Table 2 Phenotype review of the patients with the variant p.Glu246Lys and p.Arg209His

Discussion

Movement disorder is difficult to evaluate, especially in children, because they are in a developmental process and their symptoms evolve over time. Comprehensive phenotyping is quite important for diagnosis of these patients, even in the genomic era. In our cohort, all except 1 patient had multiple genetic testing including diagnostic exome sequencing and gene panel sequencing before participation in KUDP. After the diagnosis, we reviewed the patient’s clinical course including previous videos. Patients 1 and 3 showed atypical presentations. We also found some quite unique presentations of patients with some recurrent GNAO1 variants (p.Glu246Lys and p.Arg209His). As previously reported, patients initially presented with profound infantile hypotonia and developmental delay, and severe choreoathetosis movement developed in all patients during early childhood [2, 4, 6, 7]. Patient 2 in our cohort showed movement symptoms since he was about 2 years old. The symptoms persisted, but were not much progressed or suddenly exacerbated, as reported in patients with a p.Glu246Lys variant. Patient 5 was reported to have orofacial dyskinesia starting at 4 years old, but was eventually found to have early hyperkinetic movement. She was also admitted several times for pneumonia and accompanying aggravation of neck dystonia as in the previous cases [2, 6]. This indicated a quite homogeneous and characteristic clinical course with high suspicion of GNAO1 encephalopathy. Most of those patients visited a clinic for their hypotonia or developmental delay, which are nonspecific and common for a pediatric neurologist. However, if we noticed unexplained early onset dystonia or chorea as well as severe developmental delay, GNAO1 might be initially considered as a genetic cause. Early diagnosis based on clinical presentation is important because of additional treatment options such as deep brain stimulation and tetrabenazine for severe movement phenotypes [2, 9, 16].
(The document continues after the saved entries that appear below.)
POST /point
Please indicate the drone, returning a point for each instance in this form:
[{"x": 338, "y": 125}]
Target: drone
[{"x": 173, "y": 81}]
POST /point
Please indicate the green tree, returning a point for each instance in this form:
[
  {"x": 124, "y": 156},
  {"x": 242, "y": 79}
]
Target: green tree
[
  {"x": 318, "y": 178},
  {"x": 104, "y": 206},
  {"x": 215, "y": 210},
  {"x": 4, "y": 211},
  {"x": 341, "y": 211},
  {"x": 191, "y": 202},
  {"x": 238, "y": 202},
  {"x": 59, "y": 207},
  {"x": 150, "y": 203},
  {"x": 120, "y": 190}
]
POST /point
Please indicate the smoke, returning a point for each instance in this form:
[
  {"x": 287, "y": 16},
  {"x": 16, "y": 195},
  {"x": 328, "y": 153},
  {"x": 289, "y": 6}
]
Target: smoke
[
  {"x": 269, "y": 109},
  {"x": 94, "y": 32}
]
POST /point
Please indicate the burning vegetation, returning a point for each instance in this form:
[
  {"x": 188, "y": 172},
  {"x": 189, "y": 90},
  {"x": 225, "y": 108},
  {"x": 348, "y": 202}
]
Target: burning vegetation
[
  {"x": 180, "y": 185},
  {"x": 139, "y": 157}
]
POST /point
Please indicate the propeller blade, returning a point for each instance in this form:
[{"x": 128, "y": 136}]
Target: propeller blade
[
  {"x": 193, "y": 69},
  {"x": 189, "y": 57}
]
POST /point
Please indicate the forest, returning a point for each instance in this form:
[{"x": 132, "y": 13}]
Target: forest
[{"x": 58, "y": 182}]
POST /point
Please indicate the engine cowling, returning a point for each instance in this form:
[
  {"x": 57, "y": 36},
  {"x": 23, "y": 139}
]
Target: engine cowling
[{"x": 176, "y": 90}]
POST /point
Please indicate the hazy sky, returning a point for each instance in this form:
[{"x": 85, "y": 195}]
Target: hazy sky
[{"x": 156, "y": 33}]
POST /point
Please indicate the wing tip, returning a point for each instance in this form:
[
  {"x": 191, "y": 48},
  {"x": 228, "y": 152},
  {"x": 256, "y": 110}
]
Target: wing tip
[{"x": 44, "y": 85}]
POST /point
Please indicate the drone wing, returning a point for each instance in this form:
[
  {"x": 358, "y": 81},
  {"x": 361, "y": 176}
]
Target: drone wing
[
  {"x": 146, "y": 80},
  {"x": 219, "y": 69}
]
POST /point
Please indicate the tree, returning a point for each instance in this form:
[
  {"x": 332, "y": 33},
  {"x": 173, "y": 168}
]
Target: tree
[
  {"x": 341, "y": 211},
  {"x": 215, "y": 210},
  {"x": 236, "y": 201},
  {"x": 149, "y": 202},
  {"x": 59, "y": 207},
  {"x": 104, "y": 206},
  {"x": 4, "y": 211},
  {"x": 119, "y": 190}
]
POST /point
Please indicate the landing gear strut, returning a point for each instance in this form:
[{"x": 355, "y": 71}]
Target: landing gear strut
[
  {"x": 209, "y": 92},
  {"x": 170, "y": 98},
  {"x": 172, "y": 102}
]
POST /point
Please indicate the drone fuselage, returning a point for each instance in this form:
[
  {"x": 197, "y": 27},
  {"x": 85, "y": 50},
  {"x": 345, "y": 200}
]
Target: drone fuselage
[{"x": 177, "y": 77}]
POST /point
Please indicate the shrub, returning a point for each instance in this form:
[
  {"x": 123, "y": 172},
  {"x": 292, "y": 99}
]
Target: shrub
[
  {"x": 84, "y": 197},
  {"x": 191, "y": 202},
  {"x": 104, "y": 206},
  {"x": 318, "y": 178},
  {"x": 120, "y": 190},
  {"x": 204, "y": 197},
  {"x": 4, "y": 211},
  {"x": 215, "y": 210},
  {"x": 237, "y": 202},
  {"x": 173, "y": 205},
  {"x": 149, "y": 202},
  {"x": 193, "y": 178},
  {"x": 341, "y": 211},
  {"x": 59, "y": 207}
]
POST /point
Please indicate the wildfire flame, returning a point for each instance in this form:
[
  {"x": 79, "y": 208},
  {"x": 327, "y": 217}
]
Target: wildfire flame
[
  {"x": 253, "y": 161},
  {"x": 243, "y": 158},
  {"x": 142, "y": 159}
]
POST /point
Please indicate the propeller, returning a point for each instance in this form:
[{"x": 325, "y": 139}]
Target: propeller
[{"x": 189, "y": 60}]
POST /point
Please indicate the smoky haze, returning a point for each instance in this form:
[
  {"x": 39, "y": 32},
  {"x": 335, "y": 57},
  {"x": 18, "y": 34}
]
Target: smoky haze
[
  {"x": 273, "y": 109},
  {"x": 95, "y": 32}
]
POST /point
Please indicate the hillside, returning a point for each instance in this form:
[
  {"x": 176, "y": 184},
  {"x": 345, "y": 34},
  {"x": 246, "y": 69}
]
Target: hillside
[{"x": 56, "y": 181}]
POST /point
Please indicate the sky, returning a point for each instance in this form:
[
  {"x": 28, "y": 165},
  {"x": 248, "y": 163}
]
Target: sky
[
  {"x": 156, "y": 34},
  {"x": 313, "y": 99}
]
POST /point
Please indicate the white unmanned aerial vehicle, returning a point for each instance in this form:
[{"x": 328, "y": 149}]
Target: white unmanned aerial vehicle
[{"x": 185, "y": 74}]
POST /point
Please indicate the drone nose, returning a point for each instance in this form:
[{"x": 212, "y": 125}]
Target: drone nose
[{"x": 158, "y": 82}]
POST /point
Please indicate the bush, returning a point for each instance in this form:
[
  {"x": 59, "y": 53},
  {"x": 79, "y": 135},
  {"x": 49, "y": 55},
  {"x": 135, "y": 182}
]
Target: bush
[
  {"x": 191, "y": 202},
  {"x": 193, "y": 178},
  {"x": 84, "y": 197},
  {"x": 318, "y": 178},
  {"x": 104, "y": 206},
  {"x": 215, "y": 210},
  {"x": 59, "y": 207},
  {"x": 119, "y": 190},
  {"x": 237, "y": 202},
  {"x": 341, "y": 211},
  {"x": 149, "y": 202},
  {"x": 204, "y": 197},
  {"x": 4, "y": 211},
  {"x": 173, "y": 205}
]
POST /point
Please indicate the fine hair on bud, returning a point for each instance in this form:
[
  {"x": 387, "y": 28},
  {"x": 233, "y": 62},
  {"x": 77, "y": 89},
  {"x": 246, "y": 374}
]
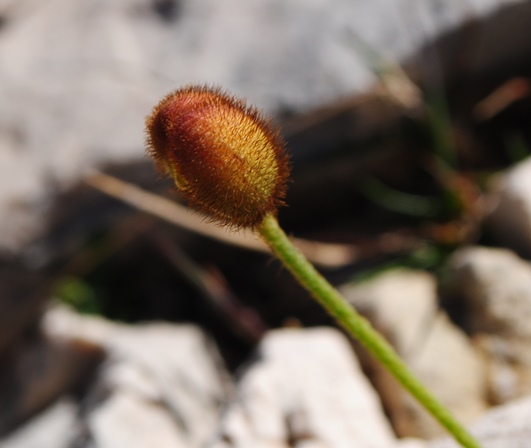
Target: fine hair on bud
[{"x": 225, "y": 158}]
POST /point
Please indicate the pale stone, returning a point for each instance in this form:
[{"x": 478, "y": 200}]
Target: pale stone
[
  {"x": 304, "y": 389},
  {"x": 503, "y": 427},
  {"x": 510, "y": 217},
  {"x": 162, "y": 384},
  {"x": 496, "y": 287},
  {"x": 402, "y": 304},
  {"x": 55, "y": 427}
]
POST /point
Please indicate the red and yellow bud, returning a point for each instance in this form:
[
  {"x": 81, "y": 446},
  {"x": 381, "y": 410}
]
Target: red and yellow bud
[{"x": 226, "y": 159}]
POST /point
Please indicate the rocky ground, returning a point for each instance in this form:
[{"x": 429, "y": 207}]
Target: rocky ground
[{"x": 119, "y": 329}]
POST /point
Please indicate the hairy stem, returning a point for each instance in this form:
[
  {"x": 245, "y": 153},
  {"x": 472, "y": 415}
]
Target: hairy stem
[{"x": 358, "y": 327}]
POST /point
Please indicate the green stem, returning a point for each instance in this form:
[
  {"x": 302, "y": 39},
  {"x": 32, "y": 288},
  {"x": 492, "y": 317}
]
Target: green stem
[{"x": 358, "y": 326}]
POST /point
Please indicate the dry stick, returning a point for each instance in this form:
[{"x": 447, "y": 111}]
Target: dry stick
[
  {"x": 358, "y": 326},
  {"x": 325, "y": 254}
]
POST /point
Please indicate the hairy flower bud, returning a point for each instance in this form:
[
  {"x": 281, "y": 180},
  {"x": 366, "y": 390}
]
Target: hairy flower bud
[{"x": 227, "y": 161}]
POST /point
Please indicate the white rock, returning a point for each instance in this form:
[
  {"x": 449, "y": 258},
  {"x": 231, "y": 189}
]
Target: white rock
[
  {"x": 71, "y": 99},
  {"x": 402, "y": 304},
  {"x": 510, "y": 218},
  {"x": 304, "y": 389},
  {"x": 450, "y": 367},
  {"x": 55, "y": 427},
  {"x": 162, "y": 385},
  {"x": 503, "y": 427},
  {"x": 496, "y": 286}
]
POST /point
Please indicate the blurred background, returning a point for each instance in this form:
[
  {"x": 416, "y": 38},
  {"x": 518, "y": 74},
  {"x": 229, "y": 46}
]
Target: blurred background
[{"x": 408, "y": 127}]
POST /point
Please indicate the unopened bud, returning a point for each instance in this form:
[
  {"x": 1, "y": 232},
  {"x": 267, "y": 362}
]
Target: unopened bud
[{"x": 226, "y": 159}]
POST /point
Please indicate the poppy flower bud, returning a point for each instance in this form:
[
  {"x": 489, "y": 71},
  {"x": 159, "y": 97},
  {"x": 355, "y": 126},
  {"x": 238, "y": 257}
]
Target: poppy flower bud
[{"x": 226, "y": 160}]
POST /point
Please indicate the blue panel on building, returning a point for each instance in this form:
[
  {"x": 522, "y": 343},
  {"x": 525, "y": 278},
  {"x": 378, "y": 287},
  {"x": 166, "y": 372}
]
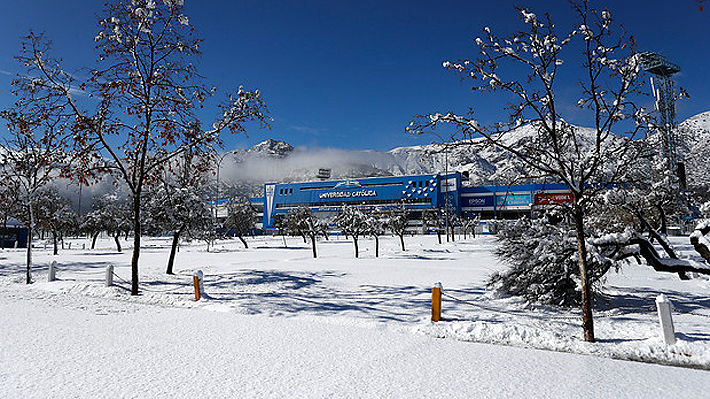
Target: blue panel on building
[{"x": 510, "y": 200}]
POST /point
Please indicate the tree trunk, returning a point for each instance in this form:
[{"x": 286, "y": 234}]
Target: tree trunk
[
  {"x": 587, "y": 318},
  {"x": 173, "y": 250},
  {"x": 93, "y": 239},
  {"x": 28, "y": 277},
  {"x": 54, "y": 242},
  {"x": 117, "y": 240},
  {"x": 243, "y": 241},
  {"x": 136, "y": 242},
  {"x": 313, "y": 241},
  {"x": 30, "y": 231}
]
It is obvious that a genotype–phenotype correlation exists, at least in certain loci. Many functional studies were performed, especially for recurrent mutations to date. Some variants work as GOM, whereas others work as loss-of-function mutations [1, 2, 11]. Different functional alteration may contribute to different phenotypes of GNAO1 encephalopathy [11, 12]. Further studies are expected to evaluate other variants in GNAO1 and its related pathway, which will allow us to know more about the disease and its possible treatment.

We verified maternal mosaicism from 1 family (patient 5) by additional amplicon sequencing. We suspected mosaicism in this patient, based on confirmative Sanger sequencing for the patient’s mother, indicating a low heterozygous peak. This verification is crucial for the family counselling. Three familial cases were already reported in spite of a small number of total patients, which suggested parental mosaicism might be common in GNAO1 encephalopathy [2, 4, 6, 17]. Therefore, testing for the mosaicism should be conducted if parents have plan to have another child.

Conclusions

This study reported 6 cases of GNAO1 encephalopathy focusing on their movement phenotypes with their video clips (Additional files). Early-onset chorea with profound developmental problems is quite characteristic for patients with a movement-dominant phenotype. We also reported atypical and novel findings for GNAO1 encephalopathy including proven mosaicism in parents, which is important to guide genetic counselling.